I have put in a trigger group, new barrel with Bentz Chamber, 24". Redid the stock to fit the barrel, one piece scope mount. Accurate beyond belief for a 10/22. Still having misfires, too new.
I chamfered the bolt, and reheadspaced it.
I did not pin the firing pin!!!
I tried the CCI Blazer ammo. Four and five at a time per mag, no fire! All the others did well. The Best was the Remington Thunderbolt. Every time.
Guess I gotta take her down, and drill and pin.
Thought I would get away with it.
Oh well.

kyle623
10-26-2010, 07:05 PM
i was gonna say recheck your head spacing but it sounds like your sure of it.

docone31
10-26-2010, 07:13 PM
Yeah.
I set the head space at .042. I like a somewhat loose fit. .040 is minimum. The barrel is Bentz Chambered and I wanted to use any ammo.
It really is the pinning the firing pin. I have sent it out to a specialist.
He does great work.
40$, chamfered, headspaced, pinned, new firing pin, new extractor and jeweled!
Should be slick.

Tom-ADC
10-26-2010, 08:22 PM
Years ago I sent mine to Clarke for one of their barrels and a trigger/action job. That rifle shoots everything and is a tack driver.

docone31
10-26-2010, 09:01 PM
This is what I will be getting back.
http://sites.google.com/site/quesplace/
Totally tricked out!
It is already accurate at 100yds to put an entire mag into the logo on a bowling pin.
Good enough for me.

Frozone
10-26-2010, 10:27 PM
The new barrel can set back into the reciever farther than the stock one does. This moves the bolt back as well. The result is the hammer hits the bottom of the bolt before it fully strikes the firing pin. This will cause light primer strikes and misfires. Trim a little off the bolt 's lower rear face a few thous at a time. Test, trim more if needed, repeat. When the problem is solved reradius the bolt.

docone31
10-26-2010, 10:42 PM
I have already chamfered and reduced the lower rear bolt edge.
Chamfering does make a difference!
I think it is the Bentz Chamber. That is know to cause issues such as I have been experienceing. Also, machineing marks within the bolt face. I will have polished that, plus bring the headspace to .040. That and pinning the firing pin should fix a bunch of stuff. Just changeing out the extractor made a big difference. The Ruger extractor is good, but the new one has a different angle. Efficiently pulls stuck shells out of the chamber.
That is how I can tell the chamber is still tight.
I have fired some cartridges with lapping compound on them. Helped some, but still some hang ups.
You are correct about the new barrel. The set back is different. I had to pin the reciever and trigger group to the stock. I put a bushing into the forestock, which I installed a set screw to tighten to the barrel. Once I did that, POA became repeateable with total tear down and cleaning.
Those rifles are addictive, and fun!

EMC45
10-27-2010, 01:38 PM
I bought one years ago as a donor receiver and found it shoots so well with the all the stock parts I left it alone. Mine prefers CCI blazer. I have a fixed 4 scope on it and it is a killer!

Finster101
10-27-2010, 01:46 PM
What is the preferred trigger group? I have not done mine yet, but I'm thinking it will happen soon.

James

JIMinPHX
10-27-2010, 02:24 PM
Bentz chambers are a little tighter than average. If your cartridges are not going fully into battery, that could cause the problems that you are describing. I would take the barrel out of the rifle & try dropping cartridges into the chamber by hand. If they don't go freely, then you may have an ammo/chamber tolerance issue.

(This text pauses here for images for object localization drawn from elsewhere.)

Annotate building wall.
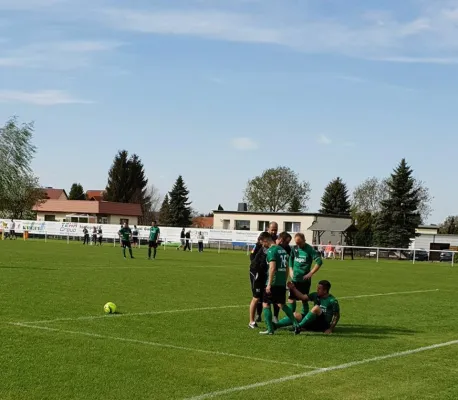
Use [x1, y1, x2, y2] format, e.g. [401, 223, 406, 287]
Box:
[36, 212, 138, 226]
[415, 227, 439, 235]
[414, 234, 458, 249]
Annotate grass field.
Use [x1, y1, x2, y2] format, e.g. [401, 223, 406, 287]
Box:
[1, 241, 458, 400]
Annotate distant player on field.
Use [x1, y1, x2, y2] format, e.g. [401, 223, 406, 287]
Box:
[288, 280, 340, 335]
[275, 232, 322, 329]
[258, 232, 298, 335]
[132, 225, 139, 248]
[118, 223, 134, 259]
[148, 220, 160, 260]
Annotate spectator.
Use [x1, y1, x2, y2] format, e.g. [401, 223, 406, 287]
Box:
[184, 230, 191, 251]
[335, 241, 342, 258]
[8, 219, 16, 240]
[325, 241, 335, 259]
[197, 231, 204, 252]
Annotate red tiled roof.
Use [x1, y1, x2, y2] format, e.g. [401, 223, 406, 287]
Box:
[86, 190, 105, 201]
[44, 188, 68, 200]
[192, 216, 214, 228]
[33, 200, 142, 217]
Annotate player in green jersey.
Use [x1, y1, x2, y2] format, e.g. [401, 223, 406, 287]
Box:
[118, 223, 134, 259]
[258, 232, 298, 335]
[274, 233, 322, 329]
[287, 280, 340, 335]
[148, 220, 160, 260]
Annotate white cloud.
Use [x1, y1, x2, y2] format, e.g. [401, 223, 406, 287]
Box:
[0, 90, 92, 105]
[317, 135, 332, 145]
[231, 137, 258, 151]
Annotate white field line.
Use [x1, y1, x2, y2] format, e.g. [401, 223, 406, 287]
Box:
[9, 322, 318, 370]
[16, 289, 439, 325]
[183, 339, 458, 400]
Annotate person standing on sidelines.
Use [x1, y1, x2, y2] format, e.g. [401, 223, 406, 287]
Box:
[8, 219, 16, 240]
[91, 226, 97, 245]
[97, 226, 103, 246]
[197, 231, 204, 252]
[184, 230, 191, 251]
[148, 220, 160, 260]
[249, 234, 267, 328]
[177, 228, 185, 250]
[132, 225, 139, 248]
[82, 226, 90, 245]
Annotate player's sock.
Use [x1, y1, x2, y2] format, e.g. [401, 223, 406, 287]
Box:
[301, 302, 309, 316]
[281, 305, 299, 327]
[298, 311, 317, 328]
[256, 302, 263, 321]
[275, 316, 292, 328]
[273, 304, 280, 319]
[288, 301, 296, 313]
[129, 248, 133, 258]
[153, 248, 157, 259]
[148, 247, 152, 259]
[122, 247, 126, 258]
[263, 307, 274, 333]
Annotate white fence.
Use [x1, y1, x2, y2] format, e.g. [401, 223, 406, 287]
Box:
[0, 219, 455, 265]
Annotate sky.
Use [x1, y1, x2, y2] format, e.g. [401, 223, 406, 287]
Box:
[0, 0, 457, 223]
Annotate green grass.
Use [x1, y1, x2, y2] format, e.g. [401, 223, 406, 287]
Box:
[1, 240, 457, 400]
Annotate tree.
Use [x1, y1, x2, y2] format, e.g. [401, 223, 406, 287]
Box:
[104, 150, 151, 224]
[320, 177, 351, 215]
[352, 177, 432, 223]
[69, 183, 85, 200]
[353, 211, 375, 247]
[0, 117, 44, 217]
[217, 204, 224, 211]
[288, 196, 301, 212]
[373, 159, 421, 248]
[439, 216, 458, 234]
[142, 184, 162, 225]
[158, 194, 171, 225]
[168, 176, 192, 227]
[244, 166, 311, 212]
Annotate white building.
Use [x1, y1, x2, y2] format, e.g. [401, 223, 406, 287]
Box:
[212, 210, 354, 244]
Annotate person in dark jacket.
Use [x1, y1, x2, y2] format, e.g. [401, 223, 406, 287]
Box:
[249, 235, 267, 328]
[82, 227, 90, 245]
[184, 230, 191, 251]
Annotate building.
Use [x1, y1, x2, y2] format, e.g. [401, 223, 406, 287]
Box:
[192, 216, 214, 229]
[44, 188, 68, 200]
[212, 209, 353, 244]
[33, 199, 142, 225]
[86, 190, 105, 201]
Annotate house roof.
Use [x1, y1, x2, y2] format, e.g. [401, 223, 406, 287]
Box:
[192, 216, 214, 228]
[44, 188, 68, 200]
[86, 190, 105, 201]
[308, 218, 357, 233]
[33, 200, 142, 216]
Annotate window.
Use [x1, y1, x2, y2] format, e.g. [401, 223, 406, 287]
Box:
[44, 215, 56, 222]
[235, 220, 250, 230]
[258, 221, 270, 231]
[222, 219, 230, 230]
[284, 222, 301, 232]
[98, 216, 108, 224]
[120, 218, 129, 225]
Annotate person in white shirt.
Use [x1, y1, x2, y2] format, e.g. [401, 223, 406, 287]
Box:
[197, 232, 204, 252]
[9, 219, 16, 240]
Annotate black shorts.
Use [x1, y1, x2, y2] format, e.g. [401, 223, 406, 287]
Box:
[250, 271, 265, 299]
[148, 240, 158, 248]
[10, 230, 15, 235]
[303, 314, 330, 332]
[121, 240, 131, 248]
[263, 286, 287, 305]
[289, 280, 311, 301]
[132, 237, 139, 243]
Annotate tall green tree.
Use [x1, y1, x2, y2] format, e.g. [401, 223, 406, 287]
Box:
[288, 196, 301, 212]
[104, 150, 151, 224]
[439, 216, 458, 234]
[69, 183, 86, 200]
[373, 159, 421, 248]
[244, 166, 311, 212]
[320, 177, 351, 215]
[168, 176, 192, 227]
[158, 194, 171, 225]
[0, 117, 45, 217]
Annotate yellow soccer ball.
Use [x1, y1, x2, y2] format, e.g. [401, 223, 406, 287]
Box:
[104, 302, 117, 314]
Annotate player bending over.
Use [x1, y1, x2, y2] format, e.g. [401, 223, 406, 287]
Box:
[258, 232, 298, 335]
[118, 223, 134, 259]
[275, 233, 322, 329]
[148, 220, 160, 260]
[287, 280, 340, 335]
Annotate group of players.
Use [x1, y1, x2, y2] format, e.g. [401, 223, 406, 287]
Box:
[249, 222, 340, 335]
[117, 221, 161, 260]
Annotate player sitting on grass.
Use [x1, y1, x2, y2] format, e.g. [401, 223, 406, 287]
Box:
[286, 280, 340, 335]
[118, 223, 134, 259]
[148, 220, 160, 260]
[274, 233, 322, 329]
[258, 232, 299, 335]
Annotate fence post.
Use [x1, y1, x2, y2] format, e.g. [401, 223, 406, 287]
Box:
[452, 252, 454, 268]
[376, 248, 379, 263]
[218, 241, 221, 254]
[45, 231, 47, 243]
[412, 249, 416, 265]
[113, 237, 116, 247]
[67, 234, 69, 245]
[340, 247, 344, 261]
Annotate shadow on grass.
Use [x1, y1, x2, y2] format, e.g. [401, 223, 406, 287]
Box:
[332, 324, 418, 339]
[0, 266, 58, 271]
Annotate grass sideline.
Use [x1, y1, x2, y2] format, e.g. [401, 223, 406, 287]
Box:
[1, 241, 457, 400]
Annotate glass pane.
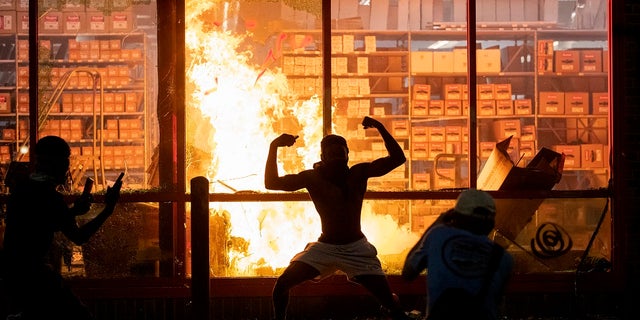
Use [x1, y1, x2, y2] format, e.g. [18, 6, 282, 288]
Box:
[499, 198, 611, 273]
[65, 202, 161, 278]
[475, 1, 610, 191]
[185, 0, 323, 190]
[5, 2, 160, 192]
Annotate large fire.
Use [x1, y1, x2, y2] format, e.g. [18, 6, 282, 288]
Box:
[185, 0, 419, 276]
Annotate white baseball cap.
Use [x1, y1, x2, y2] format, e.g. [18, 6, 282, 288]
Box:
[454, 189, 496, 220]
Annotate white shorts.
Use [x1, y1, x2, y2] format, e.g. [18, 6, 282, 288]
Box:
[291, 237, 385, 280]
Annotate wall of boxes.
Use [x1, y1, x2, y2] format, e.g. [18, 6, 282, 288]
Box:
[0, 0, 150, 191]
[283, 1, 608, 200]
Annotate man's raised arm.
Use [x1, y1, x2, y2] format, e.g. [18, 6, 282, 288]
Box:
[264, 133, 298, 190]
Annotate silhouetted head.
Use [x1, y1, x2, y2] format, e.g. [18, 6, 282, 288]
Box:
[449, 189, 496, 235]
[35, 136, 71, 185]
[320, 134, 348, 164]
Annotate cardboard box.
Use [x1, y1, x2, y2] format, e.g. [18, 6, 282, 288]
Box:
[477, 137, 564, 243]
[539, 91, 565, 115]
[63, 12, 85, 34]
[444, 84, 463, 100]
[478, 100, 495, 116]
[538, 56, 554, 73]
[392, 120, 409, 137]
[480, 141, 496, 159]
[514, 99, 532, 115]
[428, 100, 444, 116]
[413, 84, 431, 100]
[581, 144, 604, 168]
[453, 48, 467, 73]
[477, 49, 501, 73]
[412, 173, 430, 190]
[412, 100, 428, 116]
[496, 100, 513, 116]
[554, 50, 580, 73]
[428, 142, 445, 159]
[445, 100, 462, 116]
[0, 92, 9, 113]
[39, 12, 63, 34]
[445, 126, 462, 142]
[87, 11, 109, 33]
[520, 125, 536, 142]
[519, 140, 536, 159]
[537, 40, 554, 56]
[429, 126, 445, 142]
[433, 51, 454, 73]
[493, 83, 512, 100]
[0, 10, 15, 33]
[411, 142, 428, 160]
[411, 51, 433, 73]
[553, 145, 581, 169]
[493, 119, 522, 140]
[581, 50, 603, 73]
[477, 84, 495, 100]
[412, 126, 428, 142]
[565, 91, 589, 115]
[592, 92, 609, 115]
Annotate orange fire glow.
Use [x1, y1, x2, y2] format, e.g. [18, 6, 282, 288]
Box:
[186, 1, 419, 276]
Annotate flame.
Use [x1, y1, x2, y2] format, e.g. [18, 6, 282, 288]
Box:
[186, 0, 419, 276]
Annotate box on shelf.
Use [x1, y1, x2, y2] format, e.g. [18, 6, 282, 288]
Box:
[0, 10, 15, 33]
[411, 142, 428, 159]
[453, 48, 467, 73]
[592, 92, 609, 115]
[537, 39, 554, 57]
[39, 12, 63, 34]
[476, 49, 501, 73]
[539, 91, 565, 115]
[0, 93, 10, 113]
[411, 51, 433, 73]
[428, 100, 444, 116]
[581, 144, 604, 168]
[477, 136, 564, 243]
[478, 99, 495, 116]
[519, 140, 536, 159]
[412, 173, 430, 190]
[412, 126, 428, 142]
[63, 12, 86, 34]
[580, 49, 603, 73]
[537, 56, 554, 73]
[565, 91, 589, 115]
[493, 119, 522, 140]
[429, 126, 445, 142]
[87, 11, 109, 33]
[413, 84, 431, 100]
[445, 126, 462, 142]
[392, 120, 409, 137]
[433, 51, 454, 73]
[520, 125, 536, 141]
[494, 83, 512, 100]
[553, 144, 581, 168]
[412, 100, 428, 116]
[445, 100, 462, 116]
[445, 84, 463, 100]
[429, 142, 445, 159]
[514, 99, 532, 115]
[477, 84, 495, 100]
[554, 50, 580, 73]
[496, 100, 513, 116]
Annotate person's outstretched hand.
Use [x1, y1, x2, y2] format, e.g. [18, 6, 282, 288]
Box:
[272, 134, 298, 147]
[362, 116, 382, 129]
[104, 178, 123, 208]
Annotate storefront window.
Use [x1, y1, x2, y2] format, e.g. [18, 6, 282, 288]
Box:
[176, 0, 611, 278]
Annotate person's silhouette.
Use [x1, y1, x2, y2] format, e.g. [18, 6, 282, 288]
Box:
[265, 116, 410, 320]
[2, 136, 122, 319]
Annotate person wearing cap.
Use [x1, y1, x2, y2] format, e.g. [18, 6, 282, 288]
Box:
[265, 116, 409, 320]
[402, 189, 513, 320]
[2, 135, 123, 319]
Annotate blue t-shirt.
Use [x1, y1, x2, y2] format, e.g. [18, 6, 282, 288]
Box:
[404, 224, 513, 320]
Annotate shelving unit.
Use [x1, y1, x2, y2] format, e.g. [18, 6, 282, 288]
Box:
[0, 31, 150, 192]
[281, 28, 609, 195]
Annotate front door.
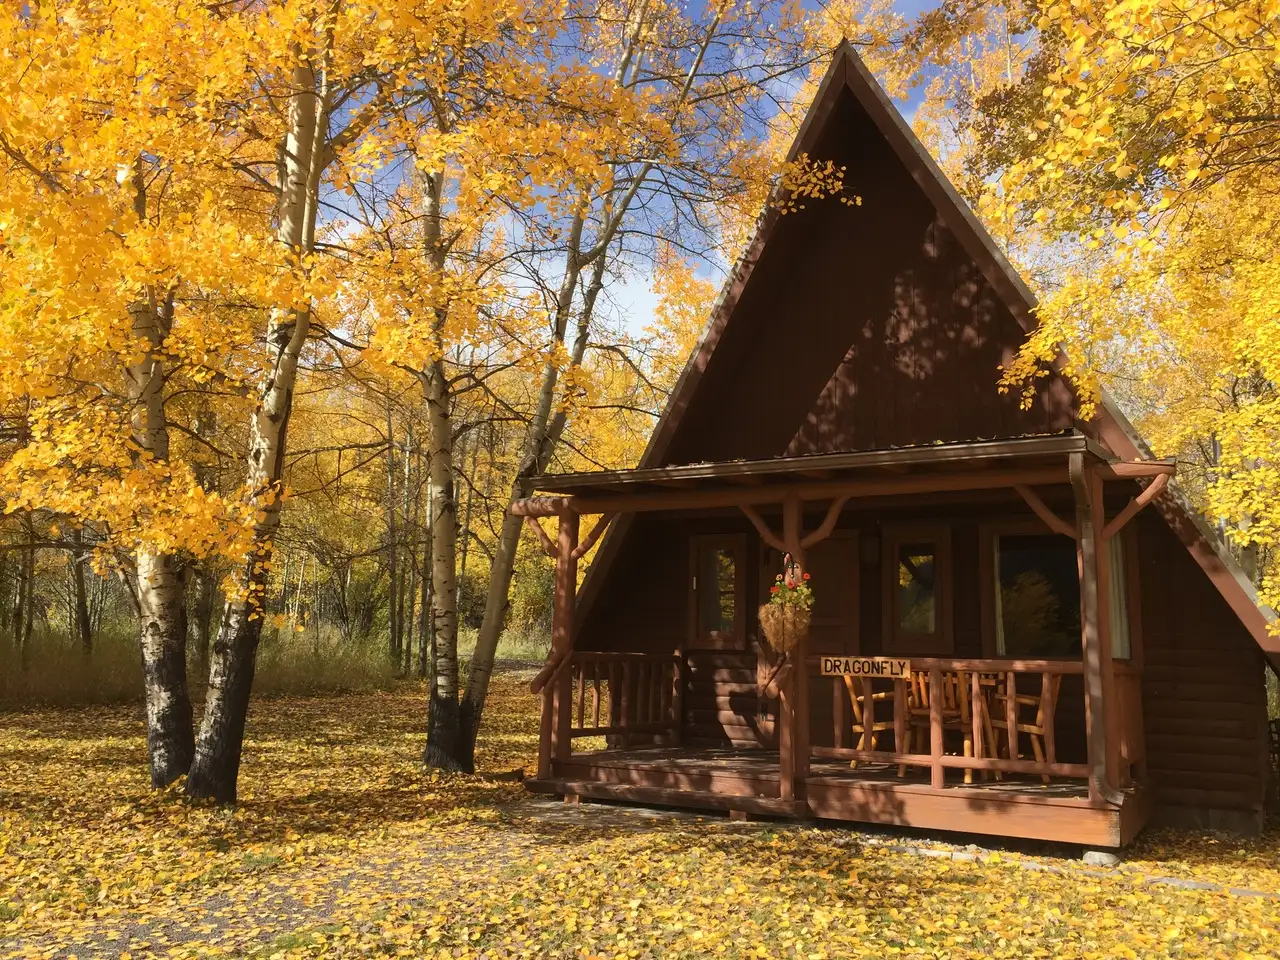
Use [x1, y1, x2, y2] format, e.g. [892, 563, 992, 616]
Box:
[689, 534, 746, 650]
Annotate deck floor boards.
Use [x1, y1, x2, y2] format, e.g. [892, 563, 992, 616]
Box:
[569, 745, 1092, 800]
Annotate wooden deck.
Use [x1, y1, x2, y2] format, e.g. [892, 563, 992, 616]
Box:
[530, 746, 1150, 848]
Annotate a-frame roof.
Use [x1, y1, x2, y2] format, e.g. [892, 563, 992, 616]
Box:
[561, 41, 1277, 665]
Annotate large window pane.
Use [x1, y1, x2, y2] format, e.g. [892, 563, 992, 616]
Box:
[995, 534, 1081, 657]
[897, 543, 937, 634]
[697, 547, 736, 639]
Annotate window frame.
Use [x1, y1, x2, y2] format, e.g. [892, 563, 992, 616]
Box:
[688, 533, 747, 650]
[978, 517, 1141, 662]
[881, 523, 953, 656]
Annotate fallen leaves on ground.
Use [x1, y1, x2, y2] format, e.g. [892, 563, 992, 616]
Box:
[0, 670, 1277, 959]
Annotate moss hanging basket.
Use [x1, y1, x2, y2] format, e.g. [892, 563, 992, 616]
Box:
[758, 602, 811, 653]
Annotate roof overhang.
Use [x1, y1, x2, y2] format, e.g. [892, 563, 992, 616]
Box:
[513, 434, 1174, 517]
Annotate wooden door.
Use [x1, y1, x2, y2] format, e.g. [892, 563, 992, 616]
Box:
[688, 534, 747, 650]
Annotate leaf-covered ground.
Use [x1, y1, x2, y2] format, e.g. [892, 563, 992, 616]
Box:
[1, 670, 1278, 959]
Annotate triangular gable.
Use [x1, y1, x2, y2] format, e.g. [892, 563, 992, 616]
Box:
[572, 41, 1277, 664]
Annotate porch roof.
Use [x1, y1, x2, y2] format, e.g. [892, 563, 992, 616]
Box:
[532, 433, 1106, 499]
[523, 432, 1181, 509]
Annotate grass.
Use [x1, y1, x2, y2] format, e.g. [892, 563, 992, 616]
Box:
[0, 622, 549, 707]
[457, 623, 550, 664]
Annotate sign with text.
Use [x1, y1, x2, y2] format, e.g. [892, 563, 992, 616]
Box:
[819, 656, 911, 679]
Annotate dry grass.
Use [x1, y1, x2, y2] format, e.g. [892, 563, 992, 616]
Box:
[0, 624, 549, 707]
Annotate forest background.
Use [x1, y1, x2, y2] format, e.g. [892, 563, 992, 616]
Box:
[4, 0, 1280, 802]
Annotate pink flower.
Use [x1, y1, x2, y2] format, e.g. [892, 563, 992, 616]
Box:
[802, 572, 811, 581]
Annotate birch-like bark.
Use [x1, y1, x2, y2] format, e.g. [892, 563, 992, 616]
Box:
[417, 478, 433, 679]
[192, 564, 216, 667]
[458, 240, 608, 766]
[403, 425, 417, 676]
[137, 550, 194, 785]
[421, 357, 463, 769]
[11, 546, 27, 647]
[125, 161, 195, 784]
[385, 397, 400, 658]
[186, 56, 324, 803]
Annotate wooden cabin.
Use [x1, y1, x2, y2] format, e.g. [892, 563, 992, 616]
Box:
[514, 44, 1278, 849]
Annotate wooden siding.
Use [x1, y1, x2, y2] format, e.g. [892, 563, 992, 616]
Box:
[660, 89, 1075, 468]
[577, 496, 1271, 834]
[1136, 515, 1270, 830]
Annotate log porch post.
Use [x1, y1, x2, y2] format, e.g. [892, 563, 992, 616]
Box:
[546, 512, 580, 774]
[1071, 453, 1121, 806]
[778, 494, 810, 802]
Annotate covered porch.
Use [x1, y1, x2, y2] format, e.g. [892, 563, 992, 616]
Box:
[514, 434, 1172, 849]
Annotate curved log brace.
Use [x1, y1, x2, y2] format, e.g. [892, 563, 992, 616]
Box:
[801, 496, 851, 549]
[1102, 473, 1169, 541]
[740, 504, 787, 553]
[571, 514, 614, 561]
[523, 515, 558, 557]
[759, 657, 793, 701]
[1014, 484, 1077, 539]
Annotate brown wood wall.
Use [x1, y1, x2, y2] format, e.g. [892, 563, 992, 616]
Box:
[659, 89, 1075, 469]
[1136, 515, 1270, 830]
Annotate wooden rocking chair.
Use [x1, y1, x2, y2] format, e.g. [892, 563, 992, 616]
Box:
[903, 670, 977, 783]
[988, 672, 1061, 783]
[841, 675, 895, 768]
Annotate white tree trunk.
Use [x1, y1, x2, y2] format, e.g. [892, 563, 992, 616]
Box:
[186, 58, 323, 803]
[124, 162, 195, 785]
[421, 359, 463, 768]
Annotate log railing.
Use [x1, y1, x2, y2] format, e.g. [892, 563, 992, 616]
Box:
[810, 658, 1103, 786]
[546, 652, 683, 760]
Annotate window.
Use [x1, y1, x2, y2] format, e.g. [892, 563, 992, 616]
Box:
[897, 544, 937, 634]
[986, 528, 1134, 660]
[993, 533, 1081, 657]
[1108, 536, 1132, 660]
[883, 525, 952, 654]
[690, 536, 745, 649]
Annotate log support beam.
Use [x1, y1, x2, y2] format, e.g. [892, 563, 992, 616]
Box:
[1071, 453, 1124, 808]
[534, 512, 579, 779]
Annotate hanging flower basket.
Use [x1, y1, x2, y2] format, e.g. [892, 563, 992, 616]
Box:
[759, 553, 813, 652]
[758, 601, 811, 652]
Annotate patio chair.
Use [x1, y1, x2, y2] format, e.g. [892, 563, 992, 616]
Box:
[988, 673, 1061, 784]
[842, 675, 896, 769]
[903, 670, 977, 783]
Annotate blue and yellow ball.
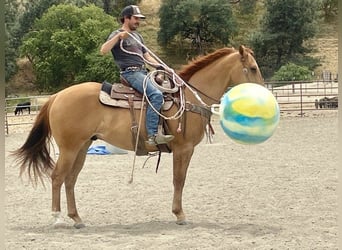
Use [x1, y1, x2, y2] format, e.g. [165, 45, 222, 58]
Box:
[218, 83, 280, 144]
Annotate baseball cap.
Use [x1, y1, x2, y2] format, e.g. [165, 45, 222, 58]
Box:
[121, 5, 146, 19]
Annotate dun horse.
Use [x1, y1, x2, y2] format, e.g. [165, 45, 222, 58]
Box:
[13, 45, 263, 228]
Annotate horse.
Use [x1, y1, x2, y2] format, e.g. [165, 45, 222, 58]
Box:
[12, 45, 264, 228]
[14, 101, 31, 115]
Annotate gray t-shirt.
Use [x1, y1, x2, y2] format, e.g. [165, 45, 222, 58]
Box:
[108, 29, 147, 70]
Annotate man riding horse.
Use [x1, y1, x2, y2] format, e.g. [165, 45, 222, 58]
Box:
[100, 5, 174, 146]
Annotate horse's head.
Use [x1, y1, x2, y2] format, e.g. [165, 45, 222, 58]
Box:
[229, 45, 264, 86]
[178, 46, 264, 104]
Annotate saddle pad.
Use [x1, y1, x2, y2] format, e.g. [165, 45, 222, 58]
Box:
[100, 90, 146, 109]
[99, 81, 174, 110]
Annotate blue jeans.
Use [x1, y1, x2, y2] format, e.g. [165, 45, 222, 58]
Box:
[121, 69, 163, 136]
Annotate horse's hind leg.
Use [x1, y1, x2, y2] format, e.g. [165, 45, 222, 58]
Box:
[51, 148, 78, 227]
[64, 140, 92, 229]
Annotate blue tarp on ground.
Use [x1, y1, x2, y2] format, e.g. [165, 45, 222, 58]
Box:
[87, 145, 111, 155]
[87, 145, 128, 155]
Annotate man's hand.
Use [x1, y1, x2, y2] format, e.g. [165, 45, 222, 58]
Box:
[100, 31, 129, 55]
[156, 65, 174, 74]
[119, 31, 129, 40]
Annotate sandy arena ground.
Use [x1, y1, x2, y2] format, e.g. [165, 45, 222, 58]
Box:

Since you said that some ammo worked better than other types, I would measure the diameter, length to ogive & rim height of each type & look to see what is different from one type to another. That may give you a clue to where your problem originates. If the rims are different heights, then I'd look towards headspace. If the diameters are different, then I'd look towards chamber diameter. If the length to ogive is different, then I'd look at the throat.

I'd also look at the fired brass & see what the firing pin marks look like.

You may want to take a piece of fired brass & put it back in the chamber 4 or 5 times to make a fresh firing pin mark in a few different places. If the firing pin marks vary in depth on the same case that was seated to the same depth every time, then something in your firing system is intermittent. If all the marks are shallow, then your better luck with one brand of ammo may have just been from better primer sensitivity.

JIMinPHX
10-27-2010, 02:29 PM
I bought one years ago as a donor receiver and found it shoots so well with the all the stock parts I left it alone.

That was my experience too. There are plenty of aftermarket parts out there for them, but they are so good as-is that I really don't mess with them much.

I do like a take down stock for easy cleaning & for back packing. I am still looking for a 1:9 twist barrel in the stock taper, that doesn't cost as much as a new rifle would, so that I can try to get better accuracy with the 60-grain SSS ammo, but other than that, I like the plain Jane version.